Multiple alignments of nucleotide gene sequences were created using the program ClustalX (Thompson et al., 1997) and MEGA 7.0 software (Kumar, Stecher & Tamura, 2016). The neighbour-joining method (Saitou & Nei, 1987) with p-distance method (Nei & Kumar, 2000) was used to construct phylogenetic trees. The robustness of individual branches was estimated by bootstrapping with 1,000 replications (Felsenstein, 1985).
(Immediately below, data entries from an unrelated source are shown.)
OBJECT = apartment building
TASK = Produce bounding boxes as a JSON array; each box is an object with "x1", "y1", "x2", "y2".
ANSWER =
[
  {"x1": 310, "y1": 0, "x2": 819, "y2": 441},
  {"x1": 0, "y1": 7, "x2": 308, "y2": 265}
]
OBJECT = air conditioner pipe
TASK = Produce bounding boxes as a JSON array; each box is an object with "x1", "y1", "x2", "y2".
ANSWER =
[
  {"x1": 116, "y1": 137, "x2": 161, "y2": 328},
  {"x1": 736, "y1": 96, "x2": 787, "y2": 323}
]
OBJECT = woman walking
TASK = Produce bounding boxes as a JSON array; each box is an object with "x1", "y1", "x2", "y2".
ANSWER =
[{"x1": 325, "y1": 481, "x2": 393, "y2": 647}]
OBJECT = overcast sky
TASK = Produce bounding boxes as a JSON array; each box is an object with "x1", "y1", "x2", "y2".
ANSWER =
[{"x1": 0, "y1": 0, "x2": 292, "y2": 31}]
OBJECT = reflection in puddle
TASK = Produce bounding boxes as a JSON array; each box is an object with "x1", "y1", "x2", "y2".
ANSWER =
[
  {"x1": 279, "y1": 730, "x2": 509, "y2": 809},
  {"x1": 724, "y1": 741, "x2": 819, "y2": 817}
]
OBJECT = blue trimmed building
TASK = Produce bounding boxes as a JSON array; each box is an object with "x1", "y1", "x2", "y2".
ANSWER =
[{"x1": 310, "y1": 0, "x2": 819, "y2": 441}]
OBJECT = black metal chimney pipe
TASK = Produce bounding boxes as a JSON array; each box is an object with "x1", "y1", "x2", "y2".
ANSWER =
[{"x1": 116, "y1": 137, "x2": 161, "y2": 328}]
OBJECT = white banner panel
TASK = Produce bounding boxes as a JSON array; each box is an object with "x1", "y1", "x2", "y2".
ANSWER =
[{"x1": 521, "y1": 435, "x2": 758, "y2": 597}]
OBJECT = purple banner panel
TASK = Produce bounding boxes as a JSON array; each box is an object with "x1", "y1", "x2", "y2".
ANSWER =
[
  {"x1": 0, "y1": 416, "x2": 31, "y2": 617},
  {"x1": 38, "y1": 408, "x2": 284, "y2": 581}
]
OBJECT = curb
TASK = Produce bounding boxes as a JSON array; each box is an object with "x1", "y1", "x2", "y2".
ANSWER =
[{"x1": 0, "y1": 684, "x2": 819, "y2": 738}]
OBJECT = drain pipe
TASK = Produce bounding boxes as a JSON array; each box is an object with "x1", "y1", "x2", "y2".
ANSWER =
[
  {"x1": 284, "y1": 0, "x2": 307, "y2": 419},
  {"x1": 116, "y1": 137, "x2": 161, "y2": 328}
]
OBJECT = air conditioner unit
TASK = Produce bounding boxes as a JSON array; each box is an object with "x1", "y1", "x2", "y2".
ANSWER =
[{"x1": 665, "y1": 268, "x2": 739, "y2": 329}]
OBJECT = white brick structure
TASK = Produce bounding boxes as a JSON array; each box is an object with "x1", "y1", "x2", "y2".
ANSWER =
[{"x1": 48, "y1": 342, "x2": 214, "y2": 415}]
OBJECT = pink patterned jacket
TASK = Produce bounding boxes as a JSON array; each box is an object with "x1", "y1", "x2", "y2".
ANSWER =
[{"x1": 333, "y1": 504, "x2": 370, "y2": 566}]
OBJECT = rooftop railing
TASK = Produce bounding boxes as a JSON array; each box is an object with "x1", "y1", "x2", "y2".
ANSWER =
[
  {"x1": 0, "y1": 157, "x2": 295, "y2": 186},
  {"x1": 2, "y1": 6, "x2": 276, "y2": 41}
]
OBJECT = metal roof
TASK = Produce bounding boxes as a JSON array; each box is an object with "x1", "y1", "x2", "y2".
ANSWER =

Biolog GEN III MicroPlate™ system
Phenotypic profile of the bacterial isolates was analysed using GEN III MicroPlates™ (Biolog, Hayward, CA, USA), which includes 94 phenotypic tests, 71 carbon source utilisation assays and 23 chemical sensitivity assays according to the manufacturer’s protocol. Bacterial isolates were suspended in the inoculating fluid B (Biolog, Hayward, CA, USA) standardised to 85% T using turbidimeter (Biolog, Hayward, CA, USA). The cell suspension (100 μl) was inoculated into each well of the GENIII MicroPlates™. The plates were then incubated at 30 °C for 24 h. The utilisation pattern was indicated by the reduction of the tetrazolium salt, which is a redox indicator dye that changes from colourless into purple in the well. The colour changes were monitored as absorbance with OmniLog® Incubator/Reader (Biolog, Hayward, CA, USA) at 590 nm. The data were collected using OmniLog® MiroArray™ Data Collection Software 1.2 (Biolog, Hayward, CA, USA).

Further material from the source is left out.